Before the financial crisis, borrowers who needed a jumbo loan – ones that are too large to be backed by a government sponsored enterprise – but didn't want to pay the higher interest rates or higher down payments, turned instead to two conforming loans. The practice, called "piggybacking," was credited with part of the financial collapse in 2008. But, one of the reasons piggybacking seemed so appealing before the crisis was the higher spread between conforming loans and jumbo loans. Now that the gap is shrinking, the Wall Street Journal explains that more borrowers may be turning to the jumbo loans that were previously ignored.
The Journal quoted Carver Financial Services president Randy Carver, who explained that since interest rates are no longer more appealing for conforming loans, other costs – like conforming costs and time spent finding a lender – are beginning to encourage borrowers to turn back to a single jumbo loan. In addition, some lenders don't allow borrowers to take on two mortgages.

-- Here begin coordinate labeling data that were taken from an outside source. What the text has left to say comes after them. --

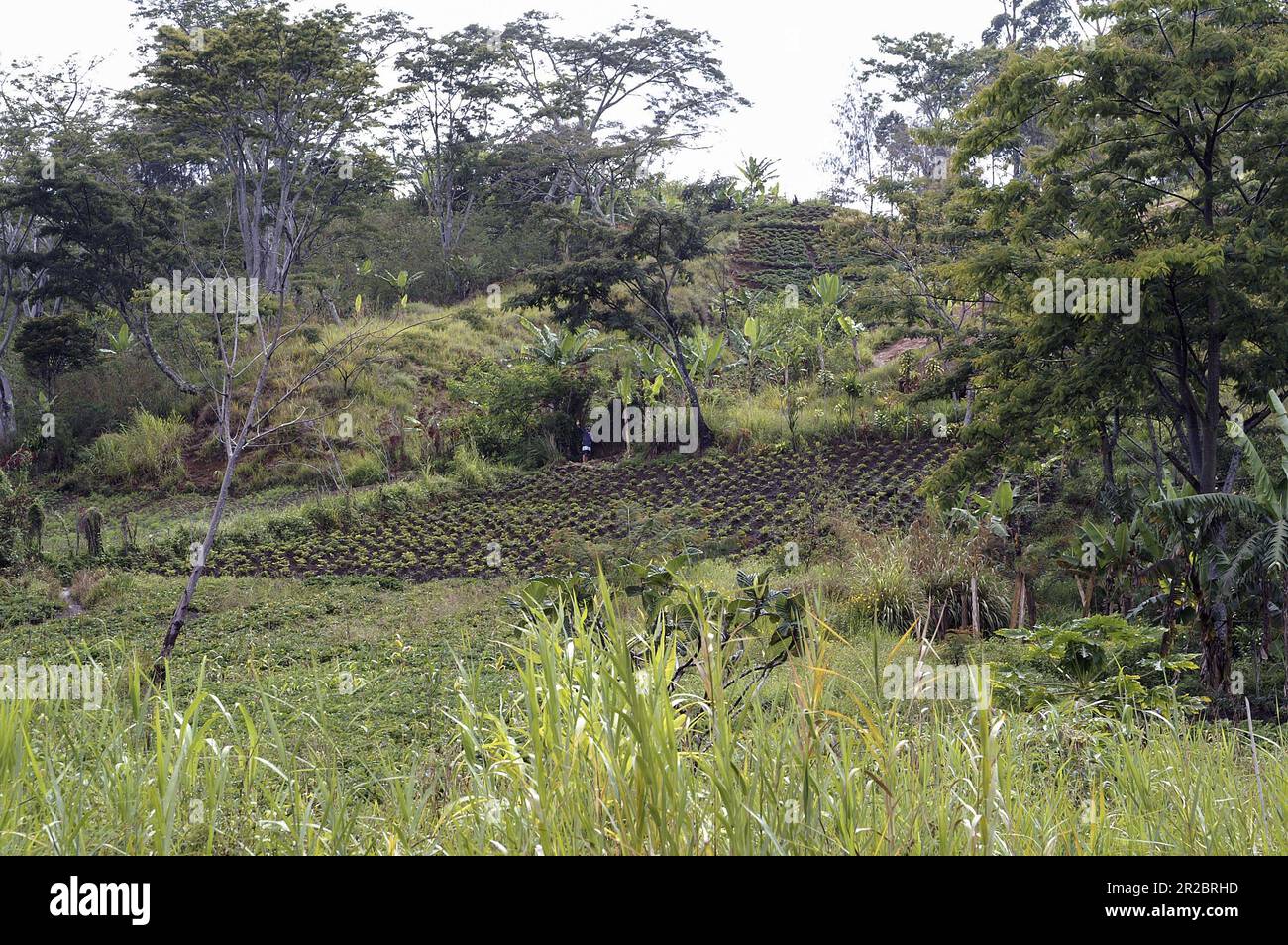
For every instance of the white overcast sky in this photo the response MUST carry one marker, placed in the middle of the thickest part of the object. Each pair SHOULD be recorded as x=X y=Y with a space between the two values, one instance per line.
x=790 y=56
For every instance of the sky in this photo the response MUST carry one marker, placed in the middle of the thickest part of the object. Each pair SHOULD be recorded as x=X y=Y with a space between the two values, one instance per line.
x=793 y=58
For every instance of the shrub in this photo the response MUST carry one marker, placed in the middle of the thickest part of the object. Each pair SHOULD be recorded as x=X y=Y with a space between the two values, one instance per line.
x=518 y=408
x=1102 y=662
x=368 y=471
x=473 y=471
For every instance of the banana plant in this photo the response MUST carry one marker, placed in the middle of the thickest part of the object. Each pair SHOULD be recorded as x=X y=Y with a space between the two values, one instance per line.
x=851 y=330
x=1261 y=561
x=400 y=283
x=562 y=348
x=706 y=355
x=751 y=344
x=120 y=343
x=829 y=290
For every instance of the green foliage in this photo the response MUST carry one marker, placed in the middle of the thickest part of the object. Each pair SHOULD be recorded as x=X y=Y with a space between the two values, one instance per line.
x=22 y=516
x=1098 y=661
x=562 y=348
x=147 y=452
x=53 y=345
x=515 y=411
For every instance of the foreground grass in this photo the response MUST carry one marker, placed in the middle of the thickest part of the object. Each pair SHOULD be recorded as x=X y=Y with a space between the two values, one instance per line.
x=583 y=750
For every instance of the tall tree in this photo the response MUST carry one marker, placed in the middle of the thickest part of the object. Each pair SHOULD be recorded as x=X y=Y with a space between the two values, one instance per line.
x=584 y=90
x=284 y=106
x=455 y=88
x=1166 y=165
x=626 y=280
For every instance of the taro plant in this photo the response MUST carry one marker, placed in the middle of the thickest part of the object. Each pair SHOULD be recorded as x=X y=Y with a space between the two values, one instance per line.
x=1100 y=662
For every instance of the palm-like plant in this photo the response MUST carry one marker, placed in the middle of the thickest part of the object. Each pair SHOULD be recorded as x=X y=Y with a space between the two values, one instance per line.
x=851 y=330
x=562 y=348
x=1261 y=561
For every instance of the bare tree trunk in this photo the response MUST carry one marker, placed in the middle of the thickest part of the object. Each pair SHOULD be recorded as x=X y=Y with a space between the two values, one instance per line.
x=704 y=437
x=180 y=614
x=974 y=605
x=8 y=416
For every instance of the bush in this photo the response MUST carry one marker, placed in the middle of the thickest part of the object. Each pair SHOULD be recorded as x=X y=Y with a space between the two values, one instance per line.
x=519 y=408
x=147 y=452
x=473 y=471
x=368 y=471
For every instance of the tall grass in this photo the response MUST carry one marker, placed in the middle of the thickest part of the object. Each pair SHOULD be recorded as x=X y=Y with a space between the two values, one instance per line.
x=592 y=755
x=146 y=452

For lenders, this could require additional risk management tools. Since jumbo loans are too large to be backed by a GSE, looking into the qualifications of borrowers is more vital than conforming loans. And, since the historically low interest rates are unlikely to go anywhere – the Fed has stated that efforts to keep rates down will continue until employment has improved – this turn to jumbo loans, instead of two loans, may also stick around. To prepare, having loan processing software in place can help financial institutions and lenders profit off these loans.